Ce point a fait l’objet d’une question écrite adressée au ministre de la Défense, Jean-Yves Le Drian, par le député François Cornut-Gentile, toujours très au fait des affaires militaires, même s’il siège actuellement à la commission des Finances.

« Avec la mise en Å“uvre du système Felin sur plusieurs théâtres d’opération, la capacité des fantassins à supporter des charges de plus en plus lourdes est devenue une problématique majeure. Le poids des systèmes, notamment des batteries destinées à fournir l’énergie des systèmes, peut constituer une gêne dans les mouvements et engagements. Aussi, il lui demande de préciser les études en cours au sein du ministère de la défense autour de l’allègement du combattant débarqué », a-t-il ainsi écrit.

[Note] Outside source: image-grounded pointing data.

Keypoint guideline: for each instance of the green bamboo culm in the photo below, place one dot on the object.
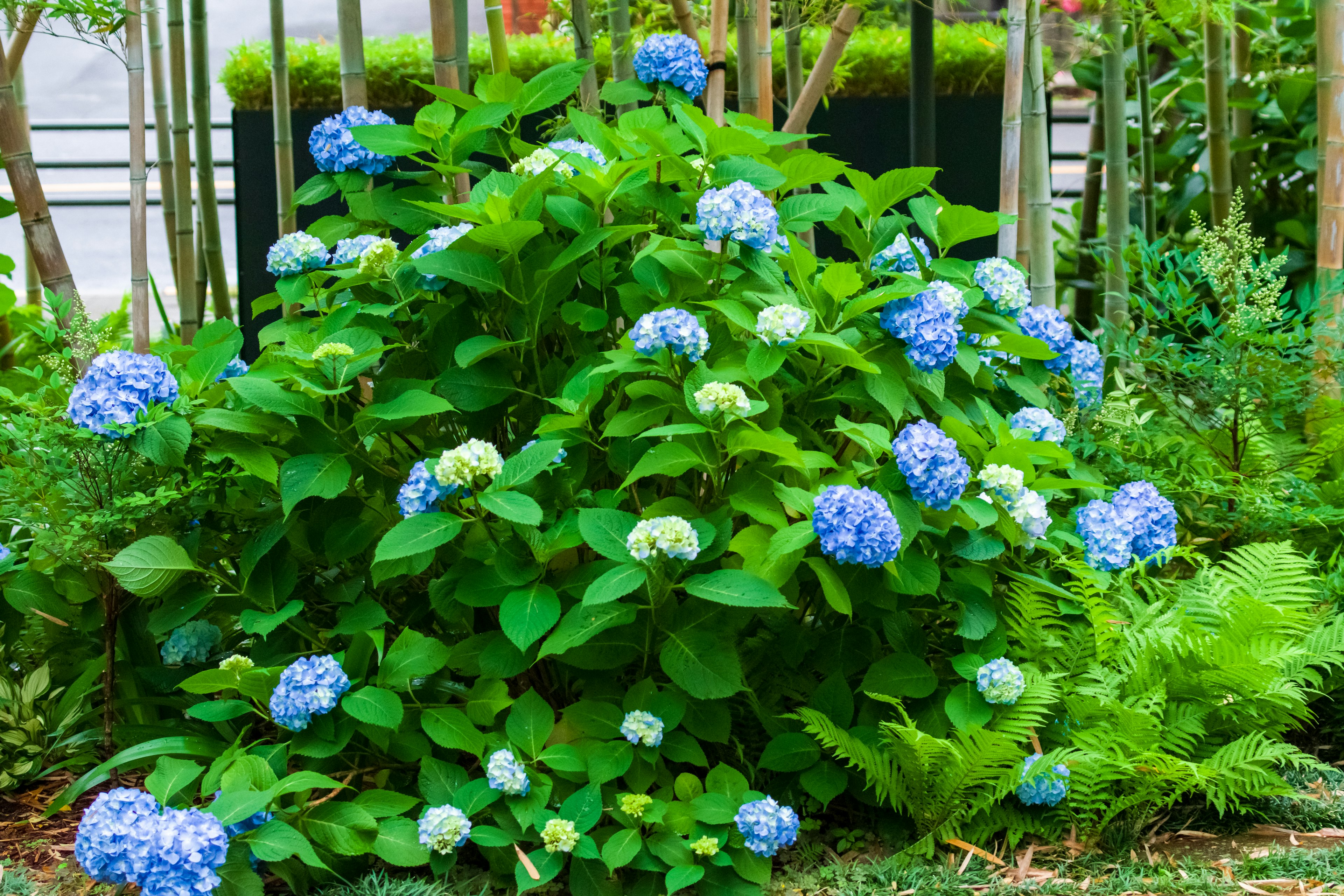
(209, 202)
(1117, 163)
(499, 40)
(187, 308)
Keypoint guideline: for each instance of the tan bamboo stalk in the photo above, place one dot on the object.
(1240, 89)
(281, 119)
(1035, 149)
(163, 132)
(1216, 94)
(820, 76)
(1330, 178)
(206, 197)
(584, 50)
(499, 40)
(29, 197)
(187, 315)
(765, 65)
(443, 23)
(1117, 163)
(749, 81)
(139, 181)
(714, 88)
(1010, 154)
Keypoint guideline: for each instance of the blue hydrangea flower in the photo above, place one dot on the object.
(440, 238)
(421, 492)
(444, 828)
(1004, 285)
(766, 825)
(1000, 681)
(116, 387)
(579, 148)
(1046, 789)
(115, 840)
(674, 58)
(1042, 424)
(899, 257)
(191, 643)
(855, 526)
(349, 250)
(1089, 373)
(1150, 515)
(310, 687)
(671, 328)
(934, 469)
(560, 456)
(740, 211)
(1107, 535)
(335, 148)
(928, 327)
(642, 727)
(296, 253)
(1050, 327)
(237, 367)
(506, 773)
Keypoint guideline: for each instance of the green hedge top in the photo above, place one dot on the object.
(969, 59)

Dans sa réponse, le ministre fait valoir que le système FELIN « préserve le potentiel en énergie du combattant débarqué en optimisant sa consommation en batteries » et améliore de manière « significative les performances opérationnelles en termes de combat, d’observation et de communication, hissant le combattant français au plus haut niveau mondial », tout en admettant que les fantassins doivent porter 4 à 5 kg de plus.

Tout va bien alors? Pas tout à fait… Car dans le même temps, il est dit dans la réponse qu’il est question « d’améliorer la mobilité du combattant débarqué en recherchant un allègement de son équipement, ainsi qu’une meilleure modularité des sous-systèmes de FELIN ».

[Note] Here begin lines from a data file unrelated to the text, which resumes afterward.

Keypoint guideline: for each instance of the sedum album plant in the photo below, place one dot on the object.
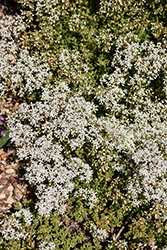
(92, 127)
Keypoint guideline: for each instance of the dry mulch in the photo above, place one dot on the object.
(13, 186)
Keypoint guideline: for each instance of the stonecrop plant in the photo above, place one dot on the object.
(91, 127)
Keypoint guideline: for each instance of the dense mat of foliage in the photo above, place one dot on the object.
(91, 78)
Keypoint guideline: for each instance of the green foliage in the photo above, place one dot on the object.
(3, 139)
(94, 36)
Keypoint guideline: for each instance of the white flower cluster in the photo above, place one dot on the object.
(151, 176)
(100, 234)
(120, 244)
(87, 195)
(12, 227)
(20, 71)
(47, 246)
(146, 60)
(104, 39)
(76, 23)
(56, 120)
(71, 68)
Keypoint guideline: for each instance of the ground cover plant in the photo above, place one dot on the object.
(91, 80)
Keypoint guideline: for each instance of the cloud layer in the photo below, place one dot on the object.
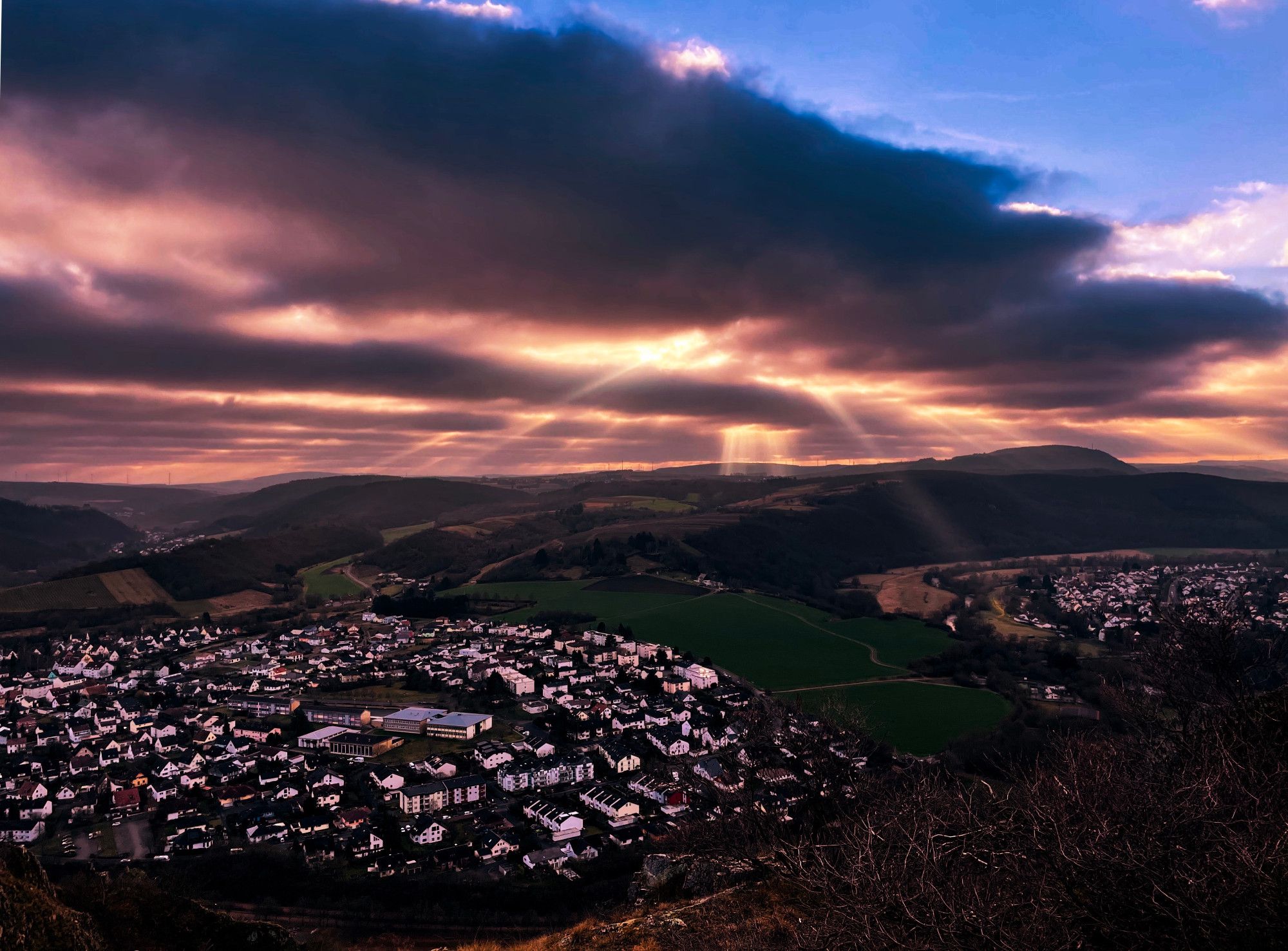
(511, 249)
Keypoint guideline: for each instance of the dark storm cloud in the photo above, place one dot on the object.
(506, 169)
(46, 338)
(562, 177)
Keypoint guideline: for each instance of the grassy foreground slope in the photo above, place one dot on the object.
(567, 596)
(317, 580)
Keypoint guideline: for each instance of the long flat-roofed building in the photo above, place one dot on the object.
(458, 726)
(410, 719)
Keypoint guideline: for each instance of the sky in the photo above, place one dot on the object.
(440, 238)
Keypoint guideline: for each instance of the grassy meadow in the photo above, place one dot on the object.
(915, 717)
(337, 585)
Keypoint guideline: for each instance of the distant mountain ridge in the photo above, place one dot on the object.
(35, 536)
(1256, 471)
(1021, 459)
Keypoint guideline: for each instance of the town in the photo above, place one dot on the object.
(1117, 603)
(542, 749)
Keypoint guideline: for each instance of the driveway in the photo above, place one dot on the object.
(135, 839)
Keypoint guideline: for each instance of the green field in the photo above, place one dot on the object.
(566, 596)
(786, 646)
(68, 594)
(916, 718)
(317, 581)
(758, 639)
(897, 642)
(775, 643)
(646, 503)
(404, 531)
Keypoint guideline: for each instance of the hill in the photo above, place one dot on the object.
(252, 485)
(372, 502)
(84, 593)
(222, 566)
(846, 527)
(1009, 460)
(101, 912)
(39, 536)
(136, 505)
(242, 511)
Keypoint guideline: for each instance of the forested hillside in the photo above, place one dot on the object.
(33, 536)
(923, 518)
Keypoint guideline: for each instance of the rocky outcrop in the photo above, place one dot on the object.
(32, 916)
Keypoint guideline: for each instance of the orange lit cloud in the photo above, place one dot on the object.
(436, 253)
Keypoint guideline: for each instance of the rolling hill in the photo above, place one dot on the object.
(1021, 459)
(222, 566)
(372, 502)
(136, 505)
(38, 536)
(848, 527)
(243, 509)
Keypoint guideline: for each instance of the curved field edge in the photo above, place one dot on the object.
(777, 645)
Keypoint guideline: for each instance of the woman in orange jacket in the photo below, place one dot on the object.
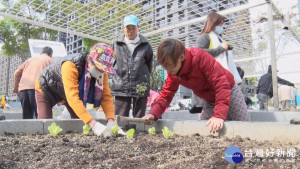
(77, 80)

« Face à l’effet d’engoncement constaté, lié à l’exigence de protection, il est notamment apparu indispensable de favoriser la ventilation du soldat intervenant dans des pays à climat chaud et de rendre plus aisée la gestuelle du tir. En conséquence, il a été procédé à une diminution intrinsèque de la masse du système FELIN en fusionnant le gilet électronique et le gilet de protection balistique en une seule structure de portage. Le combattant pourra en outre utiliser le sous-système ‘agression-observation’ (armement, lunette) indépendamment du sous-système ‘communication’ (radio) », explique le ministre.

Quant aux batteries, il est précisé que des « études relatives à l’emploi d’une pile à combustible sont actuellement menées par la Direction générale de l’armement (DGA) en vue d’augmenter l’autonomie énergétique du combattant et de réduire la charge d’emport ». Heureusement que la consommation d’énergie était « optimisée »…

Le Commissariat à l’énergie atomique (CEA) Liten, Sagem et le groupe BIC, pour « son expertise dans le domaine du stockage d’énergie miniaturisé grand public et de production de biens de consommation en grande série », y travaillent, dans le cadre d’un contrat d’études amont de la DGA. En 2012, ils ont présenté une pile à combustible basée sur la technologie PEM (Proton Exchange Membrane), alimentée par de l’hydorgène gazeux produit à partir de borohydrure de sodium et d’eau dans une cartouche de 120 Wh pour 300 g.

Quoi qu’il en soit, cette nouvelle version du FELIN, appelée « V1.3 » sera livrée à partir de 2015 aux 4 derniers régiments d’infanterie non encore équipés de ce système. Puis elle entrera en dotation progressivement dans les autres unités.